I'll let you know if I ever see one <wink>.  Seriously, one of the apps I've
especially got in mind is filtering the high-volume mailing lists on
python.org.  The only kind of FP I see there now in tests is adminstrative
requests to *-request addresses, which typically consist of a one word
"subscribe" or "unsubscribe" (themselves words with high spamprobs!),
followed by 6KB of employer-generated HTML disclaimers, and/or a forwarded
spam or conference announcement the sender didn't like.  There's still a
very low FP rate even on those, but text analysis simply can't be expected
to nail them every time.  Under SpamAssassin, those recipient addresses are
given strong ham boosts by the python.org email admin.

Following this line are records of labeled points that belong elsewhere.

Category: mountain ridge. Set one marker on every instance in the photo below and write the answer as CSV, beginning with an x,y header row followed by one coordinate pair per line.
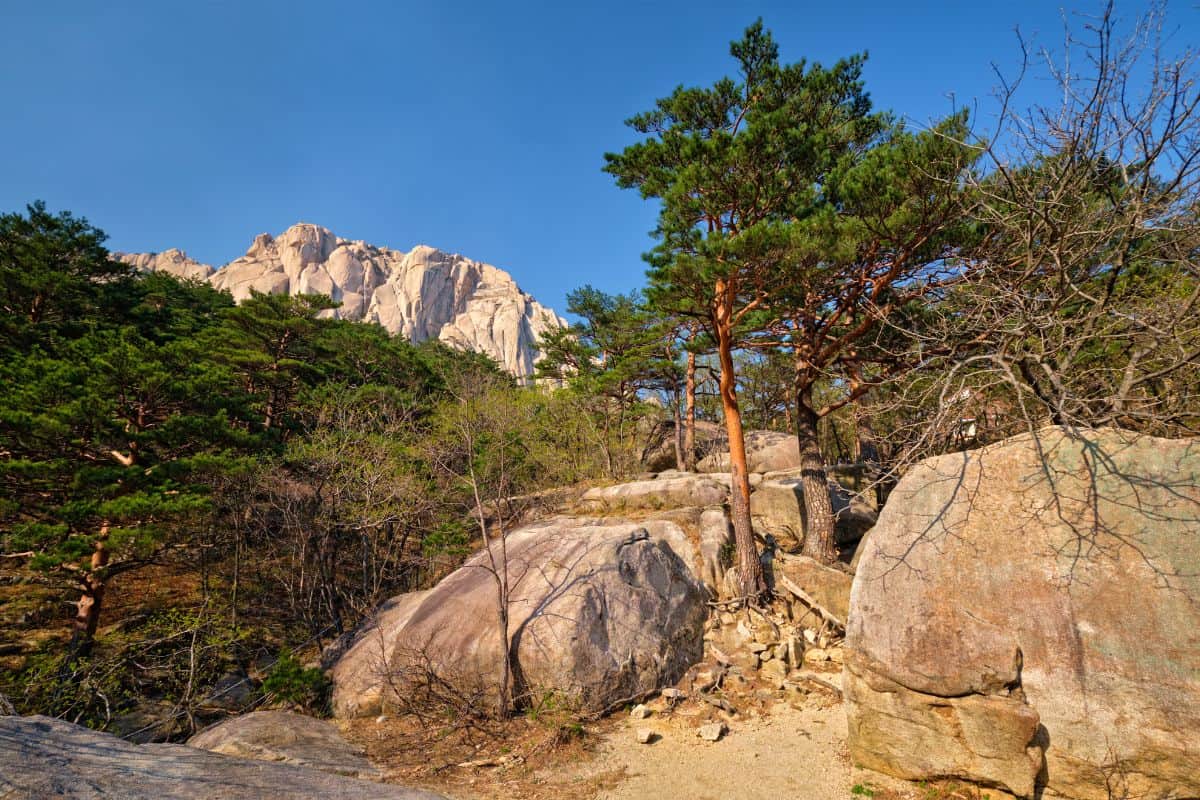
x,y
424,293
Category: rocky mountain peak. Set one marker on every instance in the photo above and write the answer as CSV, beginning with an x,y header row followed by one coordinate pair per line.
x,y
423,294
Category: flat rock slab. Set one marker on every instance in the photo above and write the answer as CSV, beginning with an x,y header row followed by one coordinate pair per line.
x,y
42,757
288,738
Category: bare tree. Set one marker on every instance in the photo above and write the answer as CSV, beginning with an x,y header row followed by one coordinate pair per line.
x,y
1079,304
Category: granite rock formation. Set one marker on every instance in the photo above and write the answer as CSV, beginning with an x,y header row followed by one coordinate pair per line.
x,y
423,294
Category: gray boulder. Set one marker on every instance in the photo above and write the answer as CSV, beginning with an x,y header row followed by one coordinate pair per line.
x,y
288,738
599,612
42,757
1027,617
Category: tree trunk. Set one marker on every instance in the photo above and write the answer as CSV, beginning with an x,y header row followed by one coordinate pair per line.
x,y
749,566
681,464
689,426
91,600
819,523
504,699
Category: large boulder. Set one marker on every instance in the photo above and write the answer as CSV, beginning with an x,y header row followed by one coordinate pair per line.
x,y
42,757
288,738
1027,615
600,612
767,451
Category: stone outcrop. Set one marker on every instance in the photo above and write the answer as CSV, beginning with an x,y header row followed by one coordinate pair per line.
x,y
423,294
287,738
826,584
659,453
601,612
172,262
767,451
41,757
777,507
1027,615
669,491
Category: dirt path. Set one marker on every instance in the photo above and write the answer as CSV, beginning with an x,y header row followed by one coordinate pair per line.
x,y
790,752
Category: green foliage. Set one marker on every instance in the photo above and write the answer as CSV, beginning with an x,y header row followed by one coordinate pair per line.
x,y
87,690
293,683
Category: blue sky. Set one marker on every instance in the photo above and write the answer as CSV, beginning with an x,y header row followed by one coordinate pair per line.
x,y
477,127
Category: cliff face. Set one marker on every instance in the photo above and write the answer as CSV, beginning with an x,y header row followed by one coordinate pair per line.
x,y
421,294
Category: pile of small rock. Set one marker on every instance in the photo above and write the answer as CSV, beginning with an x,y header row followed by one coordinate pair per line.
x,y
754,656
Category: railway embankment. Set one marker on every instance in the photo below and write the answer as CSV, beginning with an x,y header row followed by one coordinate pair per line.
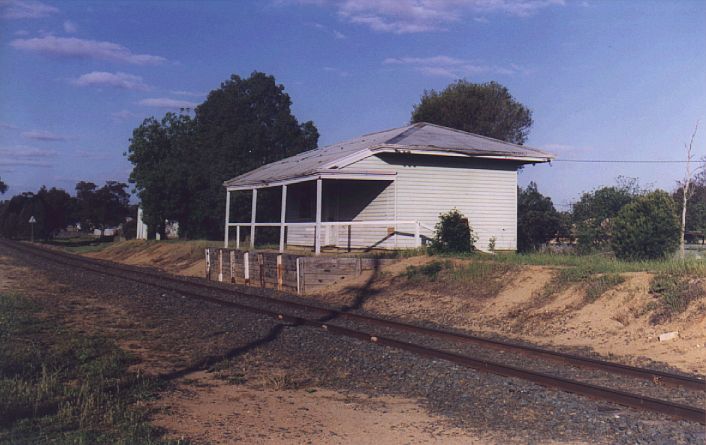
x,y
616,310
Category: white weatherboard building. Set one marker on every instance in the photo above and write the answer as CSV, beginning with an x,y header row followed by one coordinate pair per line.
x,y
387,190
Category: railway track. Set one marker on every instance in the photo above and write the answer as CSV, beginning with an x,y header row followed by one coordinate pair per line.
x,y
326,319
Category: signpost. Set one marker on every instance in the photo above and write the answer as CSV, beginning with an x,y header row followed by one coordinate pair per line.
x,y
32,222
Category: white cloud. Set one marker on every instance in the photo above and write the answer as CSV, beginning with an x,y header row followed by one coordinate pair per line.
x,y
92,155
412,16
123,115
25,9
72,47
39,135
24,152
23,156
338,71
116,80
452,67
70,27
164,102
188,93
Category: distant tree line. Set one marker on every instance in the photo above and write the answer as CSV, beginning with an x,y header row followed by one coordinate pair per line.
x,y
180,162
54,209
631,222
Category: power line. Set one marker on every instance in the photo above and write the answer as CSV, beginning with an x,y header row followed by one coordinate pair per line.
x,y
616,161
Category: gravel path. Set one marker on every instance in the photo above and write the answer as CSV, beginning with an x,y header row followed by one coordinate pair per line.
x,y
509,409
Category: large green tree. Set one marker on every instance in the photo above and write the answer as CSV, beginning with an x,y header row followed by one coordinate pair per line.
x,y
537,219
647,228
487,109
163,155
180,164
594,212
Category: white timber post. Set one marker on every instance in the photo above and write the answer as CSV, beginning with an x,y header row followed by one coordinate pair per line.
x,y
283,218
253,216
225,237
317,232
246,267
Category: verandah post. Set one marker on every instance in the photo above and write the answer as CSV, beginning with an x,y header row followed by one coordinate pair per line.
x,y
253,216
225,237
317,232
283,218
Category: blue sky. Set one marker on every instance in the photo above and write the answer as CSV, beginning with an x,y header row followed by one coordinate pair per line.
x,y
614,80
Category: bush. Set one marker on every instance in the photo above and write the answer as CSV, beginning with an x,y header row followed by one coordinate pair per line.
x,y
537,219
452,233
647,228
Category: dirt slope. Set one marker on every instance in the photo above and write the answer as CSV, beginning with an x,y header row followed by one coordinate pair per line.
x,y
512,303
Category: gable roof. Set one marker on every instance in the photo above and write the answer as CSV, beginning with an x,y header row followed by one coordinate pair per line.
x,y
419,138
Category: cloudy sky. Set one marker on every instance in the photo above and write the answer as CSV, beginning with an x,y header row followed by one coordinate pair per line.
x,y
606,80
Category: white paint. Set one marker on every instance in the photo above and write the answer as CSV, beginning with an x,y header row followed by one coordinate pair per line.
x,y
253,215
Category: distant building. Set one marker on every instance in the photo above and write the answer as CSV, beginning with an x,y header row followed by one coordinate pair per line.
x,y
387,189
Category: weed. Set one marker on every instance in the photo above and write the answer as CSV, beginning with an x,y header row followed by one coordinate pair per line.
x,y
602,284
675,292
60,387
429,271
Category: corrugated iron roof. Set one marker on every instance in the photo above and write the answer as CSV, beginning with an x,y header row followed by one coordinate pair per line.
x,y
419,137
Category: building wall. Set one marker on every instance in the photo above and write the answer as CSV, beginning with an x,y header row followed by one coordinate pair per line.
x,y
483,190
426,186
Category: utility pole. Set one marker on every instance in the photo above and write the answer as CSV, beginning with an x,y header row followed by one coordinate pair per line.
x,y
32,222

> * Finally, if anyone needs more spam, I get over 300 a day (I've been
> around a while!) and have a cleaned corpus of over 130MB of spam and
> foreign email.  Also, given all the legit web-marketing email I get
> because of the url registration work I've done, I've got tons of the
> spammiest ham you could imagine.

Wasn't Paul Graham collecting corpora?  Yup, still is:

    http://www.paulgraham.com/spamarchives.html

Getting vast quantities of spam isn't a problem anymore, but getting vast
quantities of ham is.  Since your spammy ham is presumably business-related,
I assume you can't share it.  Or can you?  Mixing spam and ham from
different sources also causes worlds of problems (indeed, we still (by
default) ignore most of the header lines partly for that reason, else the
system gets great results for bogus reasons).